Molecule corrals are nanometer-sized pits that can be formed with a high degree of control on the basal plane of highly oriented pyrolytic graphite (HOPG). They have a number of unique features that make them useful for several purposes: (1) They can be produced by a simple benchtop oxidative process in an oven operating in the ambient air, producing CO2 (g); (2) They can be produced with a diameter from one nanometer to several microns by varying the total reaction time used to produce them, and they can be produced in both monolayer-deep and multilayer-deep versions, with depth control; (3) They are produced in an inherently parallel process, covering the entire surface; (4) They can be produced with a density that ranges from less than 1 per µm2 to more than 100 per µm2; (5) Once formed, they can be used in a range of diverse applications and fundamental studies. Using patterned arrays of molecule corrals, we are currently working on templated nanostructures and controlled polymerization of corral-bound molecular arrays, producing novel nanostructures with conductivity along molecular chains.

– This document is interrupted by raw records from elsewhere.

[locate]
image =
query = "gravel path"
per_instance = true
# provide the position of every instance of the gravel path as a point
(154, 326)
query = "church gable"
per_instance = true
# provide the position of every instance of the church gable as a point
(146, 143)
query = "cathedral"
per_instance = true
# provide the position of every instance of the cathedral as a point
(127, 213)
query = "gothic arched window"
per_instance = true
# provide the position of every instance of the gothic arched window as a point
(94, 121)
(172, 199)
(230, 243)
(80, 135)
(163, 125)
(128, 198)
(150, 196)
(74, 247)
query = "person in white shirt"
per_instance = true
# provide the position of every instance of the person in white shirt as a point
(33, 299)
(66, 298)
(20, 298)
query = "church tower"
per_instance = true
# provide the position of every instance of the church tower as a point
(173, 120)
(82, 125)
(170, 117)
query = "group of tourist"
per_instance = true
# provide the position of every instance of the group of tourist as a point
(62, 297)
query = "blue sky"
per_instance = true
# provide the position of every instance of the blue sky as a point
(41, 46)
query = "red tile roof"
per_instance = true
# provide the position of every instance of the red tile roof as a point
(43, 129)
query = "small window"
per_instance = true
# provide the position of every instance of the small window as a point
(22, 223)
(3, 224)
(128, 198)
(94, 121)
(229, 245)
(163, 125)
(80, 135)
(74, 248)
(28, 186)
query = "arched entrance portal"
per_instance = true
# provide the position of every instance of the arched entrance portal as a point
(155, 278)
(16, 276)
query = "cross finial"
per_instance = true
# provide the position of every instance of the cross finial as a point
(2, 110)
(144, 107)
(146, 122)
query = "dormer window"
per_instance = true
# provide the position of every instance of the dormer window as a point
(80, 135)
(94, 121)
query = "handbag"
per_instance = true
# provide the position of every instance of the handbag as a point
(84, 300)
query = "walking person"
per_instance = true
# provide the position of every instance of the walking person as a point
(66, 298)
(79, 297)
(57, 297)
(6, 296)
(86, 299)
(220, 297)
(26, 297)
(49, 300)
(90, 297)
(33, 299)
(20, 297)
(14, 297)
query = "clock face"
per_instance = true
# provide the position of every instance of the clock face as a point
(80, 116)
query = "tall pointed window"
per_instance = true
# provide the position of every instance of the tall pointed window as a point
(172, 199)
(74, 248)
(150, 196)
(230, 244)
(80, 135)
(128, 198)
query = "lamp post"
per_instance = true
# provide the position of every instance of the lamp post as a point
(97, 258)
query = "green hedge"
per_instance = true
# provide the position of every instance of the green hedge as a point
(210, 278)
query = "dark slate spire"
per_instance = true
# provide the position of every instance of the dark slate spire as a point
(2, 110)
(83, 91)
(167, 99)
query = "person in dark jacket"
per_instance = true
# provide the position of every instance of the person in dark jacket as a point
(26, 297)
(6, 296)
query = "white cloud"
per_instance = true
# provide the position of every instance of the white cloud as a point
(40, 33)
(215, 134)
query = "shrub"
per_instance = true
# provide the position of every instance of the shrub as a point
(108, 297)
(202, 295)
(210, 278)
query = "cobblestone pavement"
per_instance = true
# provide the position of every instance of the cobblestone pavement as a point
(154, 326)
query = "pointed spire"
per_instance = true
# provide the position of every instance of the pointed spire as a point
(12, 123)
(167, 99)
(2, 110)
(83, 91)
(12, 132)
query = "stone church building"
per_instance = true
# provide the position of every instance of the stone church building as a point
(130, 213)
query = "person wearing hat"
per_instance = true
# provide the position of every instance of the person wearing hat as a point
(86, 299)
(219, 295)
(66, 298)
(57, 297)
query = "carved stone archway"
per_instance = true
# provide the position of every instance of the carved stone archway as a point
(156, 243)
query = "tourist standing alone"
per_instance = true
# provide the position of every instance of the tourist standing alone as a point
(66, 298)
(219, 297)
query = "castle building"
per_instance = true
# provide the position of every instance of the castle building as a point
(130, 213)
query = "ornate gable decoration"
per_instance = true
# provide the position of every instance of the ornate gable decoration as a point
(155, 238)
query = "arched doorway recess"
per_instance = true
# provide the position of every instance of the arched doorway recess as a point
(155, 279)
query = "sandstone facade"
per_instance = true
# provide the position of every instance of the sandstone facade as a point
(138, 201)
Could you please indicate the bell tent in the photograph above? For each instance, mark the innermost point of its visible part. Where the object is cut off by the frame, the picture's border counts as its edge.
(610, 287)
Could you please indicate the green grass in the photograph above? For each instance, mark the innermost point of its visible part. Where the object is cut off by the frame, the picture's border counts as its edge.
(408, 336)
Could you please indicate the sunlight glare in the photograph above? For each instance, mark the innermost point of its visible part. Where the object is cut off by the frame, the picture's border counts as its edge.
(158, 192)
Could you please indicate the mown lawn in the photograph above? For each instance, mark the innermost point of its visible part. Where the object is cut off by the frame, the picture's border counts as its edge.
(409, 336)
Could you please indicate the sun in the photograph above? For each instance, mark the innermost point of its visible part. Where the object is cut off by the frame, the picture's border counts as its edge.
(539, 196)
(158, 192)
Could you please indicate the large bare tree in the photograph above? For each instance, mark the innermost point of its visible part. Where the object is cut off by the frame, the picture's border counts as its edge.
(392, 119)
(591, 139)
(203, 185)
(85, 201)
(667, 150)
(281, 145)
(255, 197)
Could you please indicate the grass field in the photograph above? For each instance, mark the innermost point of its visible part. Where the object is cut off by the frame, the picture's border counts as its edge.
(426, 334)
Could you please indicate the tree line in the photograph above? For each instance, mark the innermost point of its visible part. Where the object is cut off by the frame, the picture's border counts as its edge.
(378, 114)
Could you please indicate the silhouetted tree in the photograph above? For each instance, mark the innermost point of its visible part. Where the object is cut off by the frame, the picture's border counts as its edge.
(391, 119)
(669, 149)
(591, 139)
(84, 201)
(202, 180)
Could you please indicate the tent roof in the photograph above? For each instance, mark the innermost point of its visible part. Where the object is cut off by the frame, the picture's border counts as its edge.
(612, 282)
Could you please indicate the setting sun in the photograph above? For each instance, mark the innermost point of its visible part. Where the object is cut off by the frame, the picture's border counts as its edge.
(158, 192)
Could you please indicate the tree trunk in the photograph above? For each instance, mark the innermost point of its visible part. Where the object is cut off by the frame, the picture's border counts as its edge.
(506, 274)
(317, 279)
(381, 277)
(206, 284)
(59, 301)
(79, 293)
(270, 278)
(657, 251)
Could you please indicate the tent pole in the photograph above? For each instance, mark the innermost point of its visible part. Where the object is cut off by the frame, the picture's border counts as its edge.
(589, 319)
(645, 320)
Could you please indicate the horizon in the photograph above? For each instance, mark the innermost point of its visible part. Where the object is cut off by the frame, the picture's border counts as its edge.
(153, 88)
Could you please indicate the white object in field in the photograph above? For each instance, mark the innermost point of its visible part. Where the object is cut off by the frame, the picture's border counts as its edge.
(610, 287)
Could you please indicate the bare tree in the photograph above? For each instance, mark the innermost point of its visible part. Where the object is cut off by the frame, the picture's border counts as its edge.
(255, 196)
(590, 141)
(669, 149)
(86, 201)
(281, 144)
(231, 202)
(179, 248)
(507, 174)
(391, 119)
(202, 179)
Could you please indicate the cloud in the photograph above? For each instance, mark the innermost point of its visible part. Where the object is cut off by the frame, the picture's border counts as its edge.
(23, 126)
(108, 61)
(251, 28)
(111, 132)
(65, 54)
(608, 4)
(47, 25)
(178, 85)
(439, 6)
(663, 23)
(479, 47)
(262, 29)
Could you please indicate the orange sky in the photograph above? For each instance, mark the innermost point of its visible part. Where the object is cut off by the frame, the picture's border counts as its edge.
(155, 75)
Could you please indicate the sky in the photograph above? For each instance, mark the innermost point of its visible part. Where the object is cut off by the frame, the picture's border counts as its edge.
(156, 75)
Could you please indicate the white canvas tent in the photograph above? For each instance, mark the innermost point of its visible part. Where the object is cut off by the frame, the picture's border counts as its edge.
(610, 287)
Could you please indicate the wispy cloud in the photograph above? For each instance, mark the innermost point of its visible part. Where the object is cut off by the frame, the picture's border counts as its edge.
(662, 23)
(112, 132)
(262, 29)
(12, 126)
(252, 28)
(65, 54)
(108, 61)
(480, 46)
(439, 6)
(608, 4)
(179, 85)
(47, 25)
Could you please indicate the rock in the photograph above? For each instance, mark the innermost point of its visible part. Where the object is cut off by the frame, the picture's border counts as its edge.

This project is aimed at developing biomaterial bridges that can stimulate and control nerve regrowth in patients suffering from central nervous system damage and disease. Highly specific interactions between biomolecules, interactions such as cell-surface ligand-receptor recognition, antibody-antigen binding, and complementary double-stranded DNA hybridization, play a primary role in governing the exquisite molecular recognition process in numerous biological functions. The direct measurement of the forces involved in these biological events can now be studied by AFM. Atomic force microscopy, with its high force sensitivity and capability of operation under physiological liquid environments, is well suited for studies of such biological interactions. A unique force analysis method based on Poisson statistics has been developed and exploited in our group. This method allows one to determine the magnitude of individual bond-rupture forces as well as nonspecific interactions using the AFM. Using our surface chemistry expertise, we place chemical and biological groups on the AFM tips and surfaces, and all modified surfaces are characterized by various surface-sensitive techniques, including XPS, TOF-SIMS, and contact-angle measurement. These studies are helping us to understand the ligand-receptor interactions at protein interfaces.